漸秋見姐妹走去了,便松了一口氣,卻被他的動作弄得又周身顫抖,如同千年根深老樹,一朝被連根拔起,換得新生綠植。漸秋生氣道:“不舒服。”
陸云橋蹭了蹭漸秋的臉,溫柔道:“剛剛求饒的示弱呢?”
漸秋緊緊握住拳頭,沙啞著嗓子道:“你快停下!”
“那你再喊她們過來。”說著陸云橋把漸秋翻了過去,讓漸秋以一種跪在地上屈辱的姿勢對著自己。
漸秋大概知道這樣是什么意思,立馬示弱下來,喊道:“不要不要,陸云橋……”
陸云橋是鐵了心要這般折騰他……
漸秋徹底放下面子,嬌嬌柔柔地喊了一聲:“夫……夫君,夫君,夫君……”
陸云橋愣神地看著漸秋,輕笑道:“夫人真是識時務。

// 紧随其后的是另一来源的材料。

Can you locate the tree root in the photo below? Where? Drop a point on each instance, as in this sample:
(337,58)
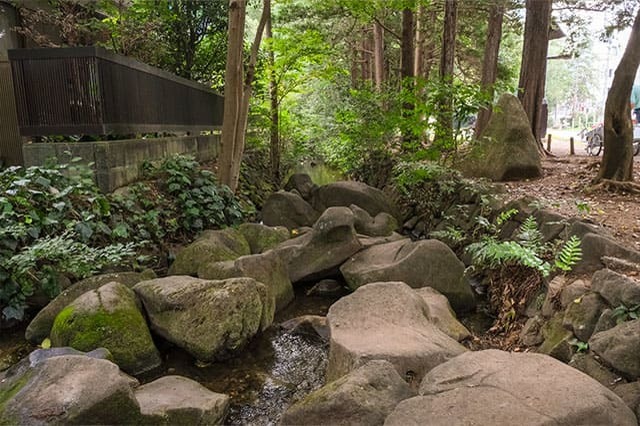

”
漸秋趴在地上抽噎起來,梨花帶雨委屈地說道:“太過分,明知我臉皮薄,還讓我這么羞恥。”
陸云橋把手抽出來,溫柔地安撫著漸秋,討好道:“好,不讓你羞恥”說著陸云橋將他抱住,坐在自己懷里。
漸秋臉紅得幾欲快滴出血,羞得別過頭,漸秋羞赧道:“你的衣服會臟的,快起來。”
陸云橋關切問道:“沒事,這樣你可以嗎?”
“不可以,你放開我。”
“不行,我怕你又想上次那樣,你有靈力為何不跟我說?傷得嚴重嗎?我一直以為你那是巫術,就那種以血為獻祭,古書記載的那種巫術。”
漸秋緊緊抱住陸云橋,抽噎起來,心里內疚極了。因為喜歡,所以不愿意再折磨下去了。
“是不是傷得重?”
漸秋哽咽道:“不是巫術,你是傻子嗎?我都傷了你,你還這樣對我。”
“你傷怎么樣?”
“陸云橋,終有一天你會討厭我的,我不想騙你。”
陸云橋焦急道:“到底是什么?你告訴我,我與你分擔。”
“好,你解開我,我告訴你。”
陸云橋猶豫了片刻,便解開符采劍上漸秋的手。
陸云橋定定注視著漸秋慌亂不堪的模樣,想要開口,漸秋穿好衣服,卻先開口道:“我……我是喜歡那少年郎,他叫風絮,當年我墜入大荒流后,他救了我,我跟他朝夕相處,足足十年,我忍不住。”
“我不信,他不過是個少年,十年,呵……”
“他不是凡人……不然又怎能救我于大荒流。信也好,不信也罷。我跟你說我不喜歡了你,我不想說得如此明白。男女之事本來就是你情我愿,我控制不住。每次與你在一起,我滿腦子想的都是他,就連剛剛也是,我害怕你發現他,傷害他。陸云橋,我……我真的愛他,憐他,我想去找他……”
陸云橋怔怔地看著他,明亮的眼睛里閃著淚光,難以用語言來表達,只能陰沉慘白地看著漸秋。溫柔的聲音帶著幾分酸澀,顫抖道:“我再問一遍,這是真的?”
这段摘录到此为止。